Exile. The word echoed in Margrit’s thoughts as she looked up at the gargoyle. “Exile. You mean he’d be an outcast?” She remembered clearly the curl of Cara’s lip, the sneer in her voice as she labeled Alban that outcast. The arrogance seemed all the more out of place knowing the selkies were considered mongrels among the Old Races, but the dichotomy hadn’t bothered the thin-boned young woman at all.

Alban’s eyes glittered as he glanced at her. “Yes.” Weight burdened the word, a weight Margrit was certain she wasn’t meant to hear or understand. She put her hand out, gripping the table before she spoke.

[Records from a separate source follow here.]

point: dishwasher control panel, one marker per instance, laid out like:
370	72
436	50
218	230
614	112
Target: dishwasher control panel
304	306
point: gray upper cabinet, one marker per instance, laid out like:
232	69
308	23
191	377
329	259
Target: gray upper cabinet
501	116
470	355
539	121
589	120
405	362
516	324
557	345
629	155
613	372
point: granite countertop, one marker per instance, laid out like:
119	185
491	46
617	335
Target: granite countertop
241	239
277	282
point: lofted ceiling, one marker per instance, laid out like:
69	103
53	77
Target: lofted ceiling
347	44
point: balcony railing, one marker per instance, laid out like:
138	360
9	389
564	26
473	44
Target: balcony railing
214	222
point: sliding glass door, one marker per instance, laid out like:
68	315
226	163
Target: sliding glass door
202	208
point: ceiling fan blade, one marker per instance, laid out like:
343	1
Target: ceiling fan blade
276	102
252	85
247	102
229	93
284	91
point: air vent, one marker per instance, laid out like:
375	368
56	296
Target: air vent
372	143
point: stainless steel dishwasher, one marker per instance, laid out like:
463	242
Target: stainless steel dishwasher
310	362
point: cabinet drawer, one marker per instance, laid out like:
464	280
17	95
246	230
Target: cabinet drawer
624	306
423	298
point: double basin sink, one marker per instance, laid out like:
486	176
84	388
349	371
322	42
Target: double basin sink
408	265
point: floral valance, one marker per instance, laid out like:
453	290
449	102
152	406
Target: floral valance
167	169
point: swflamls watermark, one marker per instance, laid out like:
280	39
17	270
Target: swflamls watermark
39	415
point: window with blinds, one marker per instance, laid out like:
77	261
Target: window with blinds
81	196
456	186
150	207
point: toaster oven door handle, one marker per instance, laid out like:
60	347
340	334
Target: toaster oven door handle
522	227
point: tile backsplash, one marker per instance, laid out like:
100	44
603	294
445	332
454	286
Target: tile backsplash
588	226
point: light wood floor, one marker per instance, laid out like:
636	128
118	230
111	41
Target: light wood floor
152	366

“Is that what happened to you?”

The gargoyle went still, more profoundly still than any human Margrit had ever seen. Even his hair seemed too heavy to be moved, and his breath seemed as if it might never come again. “I shouldn’t be surprised,” he said finally. “In a matter of days you’ve become more conversant with our people than I have been in centuries.”

“What happened, Alban?”

“As you surmise,” he said after long seconds. “Nothing more and nothing less, Margrit. It isn’t something I care to dwell on. Hajnal died and I fled the Old World for the new, with only memories to live with.”

“That’s all? That’s all you’re going to tell me?” Margrit leaned forward, as if her intensity might draw more information from the gargoyle. A whisper of presence made itself felt in her mind, alien and familiar all at once, and she curled her fingers, as if she could hook them into shared memory. Her injured hand protested the action, and Alban shifted away, placing a subtle distance between them. Margrit’s eyebrows drew down. “What aren’t you telling me?”

He turned toward her with a faint smile. “Why do you think there’s something I’m not telling you?”

“Because you’re not letting memory ride me,” Margrit said, suddenly sure of herself. “You’re making certain it doesn’t.”

“I chose long ago not to share memory again, Margrit. I’d have been more cautious earlier if I’d known humans were sensitive to it.”

“Why?” she asked, mystified. “Why would you deny yourself that? The memories I got weren’t nice ones, but I’d think being alone after sharing a telepathic link with someone would be incredibly depressing.” The gargoyle shifted at the accusation, and Margrit caught her breath in recognition of his unintentional admission. “It is, isn’t it? How much of being an outcast is self-imposed? Why would you do that to yourself? Are you on a two-century sulk?”

Alban growled deep in his throat, and Margrit smiled, triumphant at forcing a client to acknowledge something he didn’t want to see. He wasn’t exactly a client, she reminded herself, but the principle remained the same. It was time to back away now, leaving him to stew over her words, making him wrestle with their truth. The tactic proved much more useful than continuing to push, in her experience.

“All right. Okay. I’ll let it go this time. We’ve got enough to deal with right now. What’s Janx doing, upsetting the balance like this?”